What are the developmental implications and underlying mechanisms of atypical responsiveness to joint attention (RJA) in autism? A longitudinal investigation of relations between individual differences in early childhood RJA and adult outcomes revealed associations between early joint attention and adult adaptive skills, symptoms and social functioning. Many of these associations were attributable to relations between RJA and subsequent changes in cognitive and linguistic skills which in turn predicted adult skills and symptoms. A second longitudinal study assessed relations between an eye-tracking measure of social responsiveness and gaze following administered in infancy and subsequent symptoms and diagnoses of autism.
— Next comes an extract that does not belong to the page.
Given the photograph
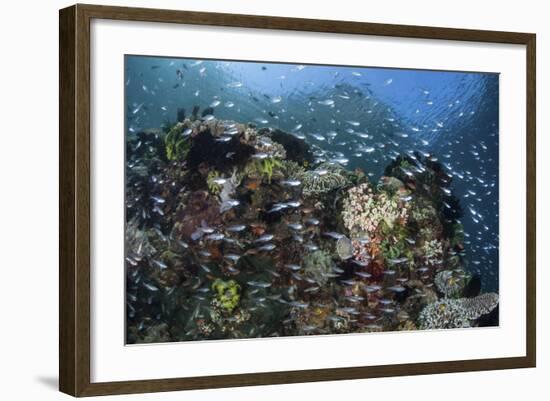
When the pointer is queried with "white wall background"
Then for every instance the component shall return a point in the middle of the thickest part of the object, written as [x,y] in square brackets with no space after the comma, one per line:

Social responsiveness, specifically interest in dyadic cues, but not gaze following was associated with subsequent autism diagnoses. A third study used eye-tracking and in-person assessments to examine three potential mechanisms underlying atypical gaze following in autism: impaired reflexive gaze cueing, difficulty integrating gaze and affect or reduced recognition of the referential significance of gaze. Reduced low- and high-level gaze following were associated with autism while difficulties with reference were related to developmental level rather than autism. No evidence of gaze and emotion integration was observed regardless of diagnosis. Thus, reduced RJA in autism may arise from low-level atypicalities in gaze following while impaired integration of gaze and affect and reduced understanding of reference may emerge with development. Together these studies imply that individual differences in dyadic and triadic aspects of social attention probably arise from low level mechanisms and have long-term implications for individuals with or at-risk for autism.